Journalism taking some hits

This used to be a noble profession.

Still is, to tell you the truth. To hear an editor debate whether a story is fair to some deplorable individual most would consider unworthy of the effort or to watch a reporter rush toward danger to tell a story that needs telling is to be unalterably convinced of the honor in this work.

But even in the saying, you brace for the derision and scorn — according to Gallup, the public ranks journalists between auto mechanics and lawyers in terms of ethics — that will surely follow. There are several reasons. One is the work of Stephen Glass, Jayson Blair, Chris Cecil and other fabricators and plagiarizers who have besmirched the profession in recent years. Another is the trend toward an ideologically balkanized media that leaves many people thinking journalistic integrity is a synonym for “that which validates my worldview.” And yet another is the diminution of professional standards such that any fool with a video camera and an ax to grind now calls himself a journalist.

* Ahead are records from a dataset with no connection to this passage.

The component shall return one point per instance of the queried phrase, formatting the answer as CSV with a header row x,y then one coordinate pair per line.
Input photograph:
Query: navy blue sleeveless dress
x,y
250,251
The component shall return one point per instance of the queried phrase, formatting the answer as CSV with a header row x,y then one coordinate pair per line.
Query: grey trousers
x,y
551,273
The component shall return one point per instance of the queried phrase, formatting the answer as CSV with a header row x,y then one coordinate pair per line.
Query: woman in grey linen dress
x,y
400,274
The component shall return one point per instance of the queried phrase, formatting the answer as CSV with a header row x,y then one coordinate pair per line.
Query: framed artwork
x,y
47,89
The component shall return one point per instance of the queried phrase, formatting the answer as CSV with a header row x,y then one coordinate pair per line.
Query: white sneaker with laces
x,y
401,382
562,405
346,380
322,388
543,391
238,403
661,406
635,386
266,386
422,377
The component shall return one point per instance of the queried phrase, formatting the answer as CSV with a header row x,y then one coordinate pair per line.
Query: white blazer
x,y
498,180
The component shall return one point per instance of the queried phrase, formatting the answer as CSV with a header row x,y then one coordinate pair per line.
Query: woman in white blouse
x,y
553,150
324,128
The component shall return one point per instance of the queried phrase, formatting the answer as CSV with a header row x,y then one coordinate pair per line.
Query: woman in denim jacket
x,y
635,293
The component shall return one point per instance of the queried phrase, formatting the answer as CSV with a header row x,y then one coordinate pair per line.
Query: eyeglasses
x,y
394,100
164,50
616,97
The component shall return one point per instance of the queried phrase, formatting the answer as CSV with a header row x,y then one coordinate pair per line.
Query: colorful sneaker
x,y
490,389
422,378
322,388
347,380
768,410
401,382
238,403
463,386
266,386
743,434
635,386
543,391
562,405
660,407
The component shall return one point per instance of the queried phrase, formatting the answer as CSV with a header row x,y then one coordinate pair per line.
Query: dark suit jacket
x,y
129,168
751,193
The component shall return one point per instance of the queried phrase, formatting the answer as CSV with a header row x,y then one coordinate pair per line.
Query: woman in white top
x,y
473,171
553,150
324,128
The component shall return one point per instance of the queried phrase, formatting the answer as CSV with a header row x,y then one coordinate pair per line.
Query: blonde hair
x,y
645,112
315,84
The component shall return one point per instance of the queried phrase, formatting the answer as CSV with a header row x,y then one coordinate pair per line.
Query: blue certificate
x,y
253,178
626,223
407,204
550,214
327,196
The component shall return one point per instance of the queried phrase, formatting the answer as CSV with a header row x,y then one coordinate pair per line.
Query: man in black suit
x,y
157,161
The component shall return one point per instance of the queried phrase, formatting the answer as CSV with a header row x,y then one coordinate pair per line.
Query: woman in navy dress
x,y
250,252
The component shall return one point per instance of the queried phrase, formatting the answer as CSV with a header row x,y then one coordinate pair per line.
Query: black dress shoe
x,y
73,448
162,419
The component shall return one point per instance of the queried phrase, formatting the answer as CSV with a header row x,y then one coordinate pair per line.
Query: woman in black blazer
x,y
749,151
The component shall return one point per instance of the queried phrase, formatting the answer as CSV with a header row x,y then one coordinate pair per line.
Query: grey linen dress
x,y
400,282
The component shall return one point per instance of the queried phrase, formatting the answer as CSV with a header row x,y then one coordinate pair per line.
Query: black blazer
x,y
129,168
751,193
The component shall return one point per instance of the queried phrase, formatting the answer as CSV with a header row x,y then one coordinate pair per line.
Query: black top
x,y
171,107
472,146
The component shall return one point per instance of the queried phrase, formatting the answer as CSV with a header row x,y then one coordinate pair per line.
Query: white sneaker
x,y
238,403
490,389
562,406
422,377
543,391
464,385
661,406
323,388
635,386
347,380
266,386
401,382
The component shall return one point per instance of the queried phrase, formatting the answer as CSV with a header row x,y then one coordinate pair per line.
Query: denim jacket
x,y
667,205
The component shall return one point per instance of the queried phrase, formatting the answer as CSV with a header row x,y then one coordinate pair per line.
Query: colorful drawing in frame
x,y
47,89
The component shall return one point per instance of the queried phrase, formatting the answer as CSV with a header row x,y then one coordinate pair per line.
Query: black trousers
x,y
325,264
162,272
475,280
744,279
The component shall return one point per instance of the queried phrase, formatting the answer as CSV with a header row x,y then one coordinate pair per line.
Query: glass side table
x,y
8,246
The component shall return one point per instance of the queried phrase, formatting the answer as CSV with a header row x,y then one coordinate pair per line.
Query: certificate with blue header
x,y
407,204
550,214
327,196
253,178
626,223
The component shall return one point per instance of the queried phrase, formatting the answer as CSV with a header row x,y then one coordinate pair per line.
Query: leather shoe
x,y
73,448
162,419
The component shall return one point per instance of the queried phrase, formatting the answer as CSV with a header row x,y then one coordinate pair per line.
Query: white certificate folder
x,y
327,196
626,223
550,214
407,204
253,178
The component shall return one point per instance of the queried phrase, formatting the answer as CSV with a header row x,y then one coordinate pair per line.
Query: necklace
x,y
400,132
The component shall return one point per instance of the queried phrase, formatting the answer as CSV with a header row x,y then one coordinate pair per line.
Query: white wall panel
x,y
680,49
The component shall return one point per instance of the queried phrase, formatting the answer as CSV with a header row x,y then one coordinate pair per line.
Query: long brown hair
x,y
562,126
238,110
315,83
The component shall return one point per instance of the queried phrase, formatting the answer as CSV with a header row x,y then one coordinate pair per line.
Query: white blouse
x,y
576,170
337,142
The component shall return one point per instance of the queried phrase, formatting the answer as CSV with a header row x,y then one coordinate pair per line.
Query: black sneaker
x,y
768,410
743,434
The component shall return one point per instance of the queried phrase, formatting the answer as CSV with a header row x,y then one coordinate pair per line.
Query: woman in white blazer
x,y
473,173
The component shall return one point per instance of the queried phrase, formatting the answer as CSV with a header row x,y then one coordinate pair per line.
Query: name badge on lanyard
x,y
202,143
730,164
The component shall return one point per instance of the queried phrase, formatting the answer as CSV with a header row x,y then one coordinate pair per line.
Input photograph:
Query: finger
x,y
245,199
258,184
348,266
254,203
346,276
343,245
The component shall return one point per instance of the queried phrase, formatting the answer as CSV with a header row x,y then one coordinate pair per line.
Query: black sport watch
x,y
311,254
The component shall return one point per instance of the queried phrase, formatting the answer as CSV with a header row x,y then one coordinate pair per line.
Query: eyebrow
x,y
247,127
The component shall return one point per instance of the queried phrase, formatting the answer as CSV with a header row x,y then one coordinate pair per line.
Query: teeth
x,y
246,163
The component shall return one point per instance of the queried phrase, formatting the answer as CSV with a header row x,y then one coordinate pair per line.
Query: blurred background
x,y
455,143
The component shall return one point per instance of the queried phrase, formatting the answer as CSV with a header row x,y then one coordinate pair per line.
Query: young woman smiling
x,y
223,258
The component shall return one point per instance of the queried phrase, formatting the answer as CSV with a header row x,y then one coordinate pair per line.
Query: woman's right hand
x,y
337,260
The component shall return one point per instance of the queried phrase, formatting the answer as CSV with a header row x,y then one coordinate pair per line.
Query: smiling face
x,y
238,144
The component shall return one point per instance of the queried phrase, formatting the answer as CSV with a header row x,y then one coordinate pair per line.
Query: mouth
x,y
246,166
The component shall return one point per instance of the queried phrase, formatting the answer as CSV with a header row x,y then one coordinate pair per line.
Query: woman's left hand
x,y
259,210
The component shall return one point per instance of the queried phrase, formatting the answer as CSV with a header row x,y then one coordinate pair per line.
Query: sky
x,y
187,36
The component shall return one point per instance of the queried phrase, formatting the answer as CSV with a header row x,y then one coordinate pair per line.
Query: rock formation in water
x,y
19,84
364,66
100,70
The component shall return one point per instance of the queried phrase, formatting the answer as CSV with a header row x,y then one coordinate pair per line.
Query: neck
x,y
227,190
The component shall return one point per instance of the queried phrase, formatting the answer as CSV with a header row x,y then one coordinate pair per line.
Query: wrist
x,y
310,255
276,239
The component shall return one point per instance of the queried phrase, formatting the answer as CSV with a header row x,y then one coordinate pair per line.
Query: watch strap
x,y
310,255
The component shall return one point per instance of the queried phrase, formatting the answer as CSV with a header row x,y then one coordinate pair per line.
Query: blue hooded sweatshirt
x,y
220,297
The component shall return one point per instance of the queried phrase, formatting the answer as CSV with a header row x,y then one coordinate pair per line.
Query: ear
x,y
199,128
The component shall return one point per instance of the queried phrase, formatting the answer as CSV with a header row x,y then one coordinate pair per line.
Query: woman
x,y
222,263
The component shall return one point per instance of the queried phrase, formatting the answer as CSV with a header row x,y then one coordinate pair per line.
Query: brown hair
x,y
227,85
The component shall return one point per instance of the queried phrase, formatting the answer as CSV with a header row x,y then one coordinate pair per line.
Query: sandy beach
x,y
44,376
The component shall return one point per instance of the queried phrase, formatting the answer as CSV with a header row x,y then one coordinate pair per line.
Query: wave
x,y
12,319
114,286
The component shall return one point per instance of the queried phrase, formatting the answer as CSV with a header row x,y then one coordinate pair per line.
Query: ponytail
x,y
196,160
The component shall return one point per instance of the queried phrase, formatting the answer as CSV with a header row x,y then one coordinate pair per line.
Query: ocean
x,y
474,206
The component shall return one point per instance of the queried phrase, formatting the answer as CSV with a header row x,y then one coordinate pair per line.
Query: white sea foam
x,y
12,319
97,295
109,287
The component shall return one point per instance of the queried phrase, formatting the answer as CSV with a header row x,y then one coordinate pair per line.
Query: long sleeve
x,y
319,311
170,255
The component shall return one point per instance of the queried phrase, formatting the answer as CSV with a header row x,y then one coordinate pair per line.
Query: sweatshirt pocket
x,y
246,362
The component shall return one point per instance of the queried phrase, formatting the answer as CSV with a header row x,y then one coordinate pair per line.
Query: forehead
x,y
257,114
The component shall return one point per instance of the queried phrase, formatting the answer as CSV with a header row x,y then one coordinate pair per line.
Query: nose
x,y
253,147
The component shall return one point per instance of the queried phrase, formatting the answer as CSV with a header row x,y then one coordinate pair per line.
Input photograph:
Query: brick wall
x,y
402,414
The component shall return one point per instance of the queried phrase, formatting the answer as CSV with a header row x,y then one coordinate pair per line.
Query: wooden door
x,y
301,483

Now comes the implosion of media baron Rupert Murdoch’s empire in the wake of revelations that reporters at his British tabloid, News of the World, paid police sources for information and hacked into people’s voice mails, including those of a missing 13-year-old girl. The 168-year-old paper ceased publication a few days back, but that has hardly been the end of it.

To the contrary, the scandal is spreading like spilled ink. Thus far, there have been nearly 20 arrests and resignations. In a hearing Tuesday before Parliament, Murdoch pronounced himself humbled. There are rumbles of hearings before Congress. The FBI is investigating, amid allegations that the hacking included families of 9/11 victims. News Corp., the company through which Murdoch owned News of the World, along with Fox News, the Wall Street Journal and half the known media universe, has seen its value plummet.

All these skeins to unravel, yet your humble correspondent feels himself stuck at square one, unable to get beyond the simplest and most basic wrong of all the wrongs here: Journalists are not supposed to do these kinds of things.

I feel unbearably credulous in saying that, but it needs saying. Yes, I get that nobody should do these kinds of things. But the point is, journalists are theoretically guided by certain ethical strictures. One avoids conflicts of interest. One does not plagiarize. One does not buy information. And one does not hack the voice mail of a missing child. Indeed, one abides by a litany of constraints, which, while they may sometimes compromise expedience, one accepts because they also protect integrity.

Of course, that was then. We live in a faster and more furious now, wherein standards are more flexible than Mr. Fantastic, niceties like fairness are regarded as Victorian relics and the end justifies even the most unseemly means.

Now here comes the latest ruinous result of that thinking, the latest black eye for a profession that is already punch-drunk, the latest insult to our image of ourselves as practitioners of a noble craft. Now here come the derision and the scorn. You can call that hurtful; you can call it harsh; you can call it unfair.

But can we really still call it undeserved?